En annonçant son retrait du wagon isolé, c'est-à-dire l'abandon de la prise en charge des transports de marchandises ne nécessitant pas l'emploi d'un « train entier » (un seul expéditeur et un seul destinataire pour 20 à 25 wagons), la SNCF a prétexté vouloir se concentrer sur ce dernier créneau. Or, le document interne que nous nous sommes procuré fait état de la volonté de la direction de ne plus également assurer une part de ces trafics.
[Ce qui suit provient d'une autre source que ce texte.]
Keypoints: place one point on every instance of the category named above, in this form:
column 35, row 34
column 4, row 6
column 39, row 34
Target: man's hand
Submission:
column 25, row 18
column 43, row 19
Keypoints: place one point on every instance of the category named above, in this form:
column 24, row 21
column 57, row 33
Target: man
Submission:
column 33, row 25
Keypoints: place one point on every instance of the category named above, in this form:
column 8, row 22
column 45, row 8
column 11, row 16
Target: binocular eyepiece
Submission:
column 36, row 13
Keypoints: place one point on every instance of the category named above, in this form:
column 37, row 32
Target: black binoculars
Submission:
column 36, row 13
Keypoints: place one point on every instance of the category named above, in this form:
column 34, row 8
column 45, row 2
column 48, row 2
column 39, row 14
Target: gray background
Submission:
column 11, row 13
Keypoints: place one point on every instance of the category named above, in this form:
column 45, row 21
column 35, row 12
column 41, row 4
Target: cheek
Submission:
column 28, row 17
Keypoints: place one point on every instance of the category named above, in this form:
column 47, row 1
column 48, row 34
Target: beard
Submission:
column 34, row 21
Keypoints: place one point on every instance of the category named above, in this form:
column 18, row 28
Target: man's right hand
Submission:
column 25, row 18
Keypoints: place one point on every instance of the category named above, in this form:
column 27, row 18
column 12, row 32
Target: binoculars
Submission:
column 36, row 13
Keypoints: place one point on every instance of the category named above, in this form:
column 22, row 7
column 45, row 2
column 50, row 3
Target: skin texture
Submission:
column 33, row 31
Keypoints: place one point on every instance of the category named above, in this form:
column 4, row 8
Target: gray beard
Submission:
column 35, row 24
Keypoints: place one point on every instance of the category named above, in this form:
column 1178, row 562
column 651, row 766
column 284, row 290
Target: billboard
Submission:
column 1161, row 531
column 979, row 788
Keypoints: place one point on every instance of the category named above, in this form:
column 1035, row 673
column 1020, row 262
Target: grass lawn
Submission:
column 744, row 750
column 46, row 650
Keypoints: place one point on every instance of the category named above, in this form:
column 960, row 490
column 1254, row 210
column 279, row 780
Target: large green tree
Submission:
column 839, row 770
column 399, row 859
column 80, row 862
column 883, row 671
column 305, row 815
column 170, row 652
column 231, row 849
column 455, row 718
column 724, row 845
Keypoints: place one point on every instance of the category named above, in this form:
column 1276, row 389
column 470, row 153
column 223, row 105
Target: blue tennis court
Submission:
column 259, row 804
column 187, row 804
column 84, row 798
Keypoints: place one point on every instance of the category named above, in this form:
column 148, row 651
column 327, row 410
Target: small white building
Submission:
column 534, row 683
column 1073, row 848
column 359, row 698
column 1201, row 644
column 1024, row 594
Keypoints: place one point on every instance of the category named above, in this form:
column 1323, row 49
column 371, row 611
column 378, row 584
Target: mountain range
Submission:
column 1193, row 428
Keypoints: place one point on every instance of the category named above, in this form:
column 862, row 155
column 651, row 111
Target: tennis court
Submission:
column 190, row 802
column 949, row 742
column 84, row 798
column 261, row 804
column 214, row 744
Outre des « cibles » en termes de réduction du nombre de wagons de l'ordre de 30 à 40 % pour les trains entiers, le document fixe un seuil de « 3 allers-retours, au minimum, par semaine » au-dessous duquel la branche fret refusera de prendre en charge ces trains.
 
En cours de finalisation en ce qui concerne « les cibles » définitives d'abandon de trafic et leur cadencement, la direction prévoit « les premières mises en œuvre (d'effet limité) » à compter d'avril 2010. Les « opérations de repositionnement plus lourdes » seront conduites au second semestre.
 
Pour la direction, il y a les grands comptes, entendre les gros clients, qui ont été informés dès août de ses projets et ont pu faire remonter « leur problématique » afin que leurs intérêts soient préservés, et puis il y a « le client moins stratégique » qu'il faut « laisser conclure de lui-même » du bien-fondé de l'abandon par la SNCF du transport de ses marchandises.
 
« Les élections régionales ne doivent pas être perturbées par des manœuvres non maîtrisées du fret », conseille la direction en termes de « précautions oratoires ». Par contre, « les élections professionnelles de 2011 ne peuvent pas servir de prétexte à l'inaction ».